Social Work education at the master’s level involves the study of practice with individuals, families, groups, organizations, communities, and policy systems. Practice is grounded in theory related to human behavior and the social environment, social policy, research, and 1,000 hours of field practicum experience (internships). In addition to a common foundation curriculum, students specialize in one of two advanced concentrations: Social Work Practice with Individuals, Families and Groups (IFG) or Community.
The M.S.W. is an academically rigorous 60-credit curriculum that combines program-specific courses with elective options that enable students to tailor their studies according to their professional interests. Students with a bachelor’s degree in social work complete a 36-credit Advanced Standing Program. Students in the 60-and 36-credit programs may complete course work on a full-or part-time basis. Cross-disciplinary collaboration provides many opportunities for students to enhance their M.S.W. degree with study in other departments in the Falk College and elsewhere in the University. Students may also pursue certificates of advanced study (CAS) in topical areas of interest concurrent with their coursework in the School of Social Work by utilizing courses from across the University. CAS options include gerontology, disability studies, Women’s Studies, conflict resolution, and health services management and policy. A 120-credit joint JD/MSW degree with the Syracuse University College of Law is an option students may also consider.

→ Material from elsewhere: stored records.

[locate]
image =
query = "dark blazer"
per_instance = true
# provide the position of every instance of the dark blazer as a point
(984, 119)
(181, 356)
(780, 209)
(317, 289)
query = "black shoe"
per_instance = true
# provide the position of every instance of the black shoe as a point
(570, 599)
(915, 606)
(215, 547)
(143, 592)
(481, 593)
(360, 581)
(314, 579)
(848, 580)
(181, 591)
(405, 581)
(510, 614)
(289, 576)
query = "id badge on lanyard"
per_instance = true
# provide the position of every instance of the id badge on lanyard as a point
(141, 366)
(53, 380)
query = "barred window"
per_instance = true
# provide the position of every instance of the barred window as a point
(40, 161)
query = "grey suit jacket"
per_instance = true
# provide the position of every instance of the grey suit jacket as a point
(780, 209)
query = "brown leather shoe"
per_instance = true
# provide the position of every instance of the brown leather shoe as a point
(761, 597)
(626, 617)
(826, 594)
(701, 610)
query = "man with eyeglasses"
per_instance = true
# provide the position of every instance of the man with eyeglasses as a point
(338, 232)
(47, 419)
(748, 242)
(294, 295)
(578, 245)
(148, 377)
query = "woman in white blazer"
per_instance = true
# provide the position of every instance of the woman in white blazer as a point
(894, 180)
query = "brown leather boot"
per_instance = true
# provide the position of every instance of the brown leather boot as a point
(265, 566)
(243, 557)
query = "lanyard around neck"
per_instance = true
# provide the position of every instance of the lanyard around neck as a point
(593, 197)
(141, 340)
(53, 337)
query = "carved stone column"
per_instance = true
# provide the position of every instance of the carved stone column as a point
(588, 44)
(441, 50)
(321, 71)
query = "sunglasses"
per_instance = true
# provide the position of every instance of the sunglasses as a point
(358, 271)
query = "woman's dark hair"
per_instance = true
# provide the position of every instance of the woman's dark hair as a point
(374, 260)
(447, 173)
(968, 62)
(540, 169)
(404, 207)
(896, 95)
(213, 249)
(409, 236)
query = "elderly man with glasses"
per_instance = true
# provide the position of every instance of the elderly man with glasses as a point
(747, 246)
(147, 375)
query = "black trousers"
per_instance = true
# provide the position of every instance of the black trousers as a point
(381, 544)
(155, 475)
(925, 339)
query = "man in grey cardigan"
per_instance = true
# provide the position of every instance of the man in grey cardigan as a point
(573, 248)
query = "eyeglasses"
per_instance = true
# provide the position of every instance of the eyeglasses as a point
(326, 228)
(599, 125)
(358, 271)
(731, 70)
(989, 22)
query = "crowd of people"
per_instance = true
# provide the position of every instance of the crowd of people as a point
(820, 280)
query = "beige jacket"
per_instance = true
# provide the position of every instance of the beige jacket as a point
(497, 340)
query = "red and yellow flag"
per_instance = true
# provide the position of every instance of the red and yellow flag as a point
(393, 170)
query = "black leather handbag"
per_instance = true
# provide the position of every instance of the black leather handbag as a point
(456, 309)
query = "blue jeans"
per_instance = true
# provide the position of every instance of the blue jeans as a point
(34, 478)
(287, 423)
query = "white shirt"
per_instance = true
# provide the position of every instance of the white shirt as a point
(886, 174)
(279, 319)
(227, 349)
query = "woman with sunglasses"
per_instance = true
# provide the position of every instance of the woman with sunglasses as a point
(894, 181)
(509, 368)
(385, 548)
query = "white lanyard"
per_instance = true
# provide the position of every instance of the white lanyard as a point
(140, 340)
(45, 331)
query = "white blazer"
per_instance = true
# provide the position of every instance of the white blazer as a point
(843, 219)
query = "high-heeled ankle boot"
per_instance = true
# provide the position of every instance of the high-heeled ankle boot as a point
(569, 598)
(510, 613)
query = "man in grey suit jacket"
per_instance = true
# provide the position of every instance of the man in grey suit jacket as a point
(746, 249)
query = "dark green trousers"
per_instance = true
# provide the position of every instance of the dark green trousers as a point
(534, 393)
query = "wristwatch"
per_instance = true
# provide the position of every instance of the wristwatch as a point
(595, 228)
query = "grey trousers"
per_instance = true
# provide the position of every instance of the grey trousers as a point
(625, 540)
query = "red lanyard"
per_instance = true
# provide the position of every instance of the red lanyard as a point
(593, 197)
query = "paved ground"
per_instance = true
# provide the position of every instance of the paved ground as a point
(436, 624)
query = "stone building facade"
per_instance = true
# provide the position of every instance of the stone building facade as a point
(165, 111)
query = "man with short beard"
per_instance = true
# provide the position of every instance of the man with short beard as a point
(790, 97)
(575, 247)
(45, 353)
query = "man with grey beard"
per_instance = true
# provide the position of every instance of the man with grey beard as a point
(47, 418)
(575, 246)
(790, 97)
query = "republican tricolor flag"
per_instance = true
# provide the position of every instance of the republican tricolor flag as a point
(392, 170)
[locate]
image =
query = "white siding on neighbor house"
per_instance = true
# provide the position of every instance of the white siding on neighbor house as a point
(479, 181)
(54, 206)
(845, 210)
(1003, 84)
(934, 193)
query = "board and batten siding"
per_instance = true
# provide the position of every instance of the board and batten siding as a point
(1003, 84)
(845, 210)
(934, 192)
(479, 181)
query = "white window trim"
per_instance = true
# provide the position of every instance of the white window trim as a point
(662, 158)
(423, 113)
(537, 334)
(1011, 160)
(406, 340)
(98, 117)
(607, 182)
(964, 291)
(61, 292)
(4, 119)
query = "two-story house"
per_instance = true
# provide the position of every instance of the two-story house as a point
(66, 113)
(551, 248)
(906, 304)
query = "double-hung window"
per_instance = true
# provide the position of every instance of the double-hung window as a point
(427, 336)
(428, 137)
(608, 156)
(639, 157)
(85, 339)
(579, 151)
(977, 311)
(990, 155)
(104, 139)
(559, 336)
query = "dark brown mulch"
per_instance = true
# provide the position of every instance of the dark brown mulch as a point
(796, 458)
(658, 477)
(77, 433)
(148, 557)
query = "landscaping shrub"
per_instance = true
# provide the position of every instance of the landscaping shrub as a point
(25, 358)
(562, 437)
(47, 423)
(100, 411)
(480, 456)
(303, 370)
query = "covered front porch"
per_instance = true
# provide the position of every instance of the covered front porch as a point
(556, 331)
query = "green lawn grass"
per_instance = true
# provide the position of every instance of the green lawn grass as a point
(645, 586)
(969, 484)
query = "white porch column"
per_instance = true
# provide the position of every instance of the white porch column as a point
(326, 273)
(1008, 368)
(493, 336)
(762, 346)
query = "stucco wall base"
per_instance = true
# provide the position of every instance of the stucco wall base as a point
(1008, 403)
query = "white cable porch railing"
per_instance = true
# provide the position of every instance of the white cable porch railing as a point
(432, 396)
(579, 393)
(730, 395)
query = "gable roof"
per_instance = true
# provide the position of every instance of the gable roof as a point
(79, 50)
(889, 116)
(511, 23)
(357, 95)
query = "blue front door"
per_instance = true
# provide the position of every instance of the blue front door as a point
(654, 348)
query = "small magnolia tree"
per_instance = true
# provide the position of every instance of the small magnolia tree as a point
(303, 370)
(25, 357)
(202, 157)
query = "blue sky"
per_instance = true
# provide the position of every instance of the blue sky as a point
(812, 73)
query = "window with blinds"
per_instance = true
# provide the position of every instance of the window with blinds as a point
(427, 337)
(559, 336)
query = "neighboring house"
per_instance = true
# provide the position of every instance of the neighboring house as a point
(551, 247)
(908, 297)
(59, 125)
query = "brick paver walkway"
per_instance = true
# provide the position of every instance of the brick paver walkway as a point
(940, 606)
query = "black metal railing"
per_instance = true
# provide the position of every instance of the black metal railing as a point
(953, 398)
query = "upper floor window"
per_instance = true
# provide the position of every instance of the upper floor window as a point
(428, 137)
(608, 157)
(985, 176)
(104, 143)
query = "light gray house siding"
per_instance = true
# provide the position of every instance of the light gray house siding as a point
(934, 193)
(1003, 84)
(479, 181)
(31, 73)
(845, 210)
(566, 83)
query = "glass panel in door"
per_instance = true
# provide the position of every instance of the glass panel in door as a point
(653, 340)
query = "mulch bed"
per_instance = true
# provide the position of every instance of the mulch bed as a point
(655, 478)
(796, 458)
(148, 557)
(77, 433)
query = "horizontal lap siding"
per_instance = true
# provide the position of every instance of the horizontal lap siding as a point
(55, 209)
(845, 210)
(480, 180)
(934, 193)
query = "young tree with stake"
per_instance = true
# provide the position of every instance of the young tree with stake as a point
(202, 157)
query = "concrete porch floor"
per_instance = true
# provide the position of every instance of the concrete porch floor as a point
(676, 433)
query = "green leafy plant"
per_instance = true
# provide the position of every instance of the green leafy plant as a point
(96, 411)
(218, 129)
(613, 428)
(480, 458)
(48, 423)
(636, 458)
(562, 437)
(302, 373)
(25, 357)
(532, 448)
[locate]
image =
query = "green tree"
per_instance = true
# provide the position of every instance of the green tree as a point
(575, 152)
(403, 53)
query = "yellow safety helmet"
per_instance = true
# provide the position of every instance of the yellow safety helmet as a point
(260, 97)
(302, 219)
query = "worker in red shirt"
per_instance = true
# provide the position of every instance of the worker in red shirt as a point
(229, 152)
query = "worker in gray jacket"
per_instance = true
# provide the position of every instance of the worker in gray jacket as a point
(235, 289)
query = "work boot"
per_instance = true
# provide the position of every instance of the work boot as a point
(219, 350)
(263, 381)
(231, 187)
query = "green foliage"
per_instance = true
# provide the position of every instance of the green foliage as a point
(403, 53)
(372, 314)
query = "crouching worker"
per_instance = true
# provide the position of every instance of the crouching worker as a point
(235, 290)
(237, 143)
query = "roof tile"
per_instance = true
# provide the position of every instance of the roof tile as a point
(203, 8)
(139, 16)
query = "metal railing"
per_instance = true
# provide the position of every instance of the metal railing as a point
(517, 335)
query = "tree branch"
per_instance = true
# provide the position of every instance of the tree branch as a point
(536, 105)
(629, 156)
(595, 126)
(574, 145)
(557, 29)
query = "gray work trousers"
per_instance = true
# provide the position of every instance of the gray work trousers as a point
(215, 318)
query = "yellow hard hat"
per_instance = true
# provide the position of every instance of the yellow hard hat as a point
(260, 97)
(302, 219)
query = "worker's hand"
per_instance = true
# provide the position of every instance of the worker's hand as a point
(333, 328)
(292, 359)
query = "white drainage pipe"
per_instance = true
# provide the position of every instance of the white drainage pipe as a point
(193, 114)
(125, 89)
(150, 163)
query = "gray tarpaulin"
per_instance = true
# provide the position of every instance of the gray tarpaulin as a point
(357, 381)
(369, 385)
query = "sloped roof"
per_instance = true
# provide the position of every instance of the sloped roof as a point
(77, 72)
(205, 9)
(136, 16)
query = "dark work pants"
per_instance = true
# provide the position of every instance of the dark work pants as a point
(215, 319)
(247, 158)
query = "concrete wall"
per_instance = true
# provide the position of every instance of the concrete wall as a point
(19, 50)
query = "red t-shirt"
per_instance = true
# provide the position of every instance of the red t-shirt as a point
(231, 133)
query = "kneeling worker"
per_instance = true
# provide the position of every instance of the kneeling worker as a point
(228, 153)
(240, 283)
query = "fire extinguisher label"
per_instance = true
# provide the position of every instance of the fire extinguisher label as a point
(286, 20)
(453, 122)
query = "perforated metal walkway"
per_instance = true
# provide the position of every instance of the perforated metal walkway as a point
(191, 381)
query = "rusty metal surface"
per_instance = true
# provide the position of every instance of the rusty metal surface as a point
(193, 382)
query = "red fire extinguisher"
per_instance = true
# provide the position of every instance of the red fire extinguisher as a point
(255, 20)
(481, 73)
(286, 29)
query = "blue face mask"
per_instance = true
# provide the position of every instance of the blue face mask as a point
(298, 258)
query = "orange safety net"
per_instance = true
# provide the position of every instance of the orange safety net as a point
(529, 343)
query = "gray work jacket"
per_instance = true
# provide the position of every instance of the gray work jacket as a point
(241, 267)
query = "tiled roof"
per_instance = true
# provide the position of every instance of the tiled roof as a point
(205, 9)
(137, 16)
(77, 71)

The School of Social Work’s diverse and collegial faculty includes 12 tenure-track members with national reputations in areas including: family, youth and school violence; child welfare, kinship and foster care; aging, social security, caregiver support and intergenerational issues; practice evaluation; disability issues; criminal justice; alcohol and other drug issues; international social welfare; and culturally-competent practice.
The student organization, Social Workers United, is involved in numerous programs throughout the year, including the annual Social Justice Forum where students plan an event that honors a member of the community who provides leadership for social justice in arenas such as poverty, domestic violence, HIV/AIDS, or other major social issues. The annual award winner receives the Daniel and Mary Lou Rubenstein Social Justice Award, given in honor of the late professor Daniel Rubenstein, a former faculty member of the School of Social Work, and his late wife, Mary Lou, who was a school social worker.
The School also sponsors and plans the annual James L. Stone Legislative Policy Symposium, which brings students together with political and governmental leaders to address current major legislative issues that relate to social welfare and social justice issues.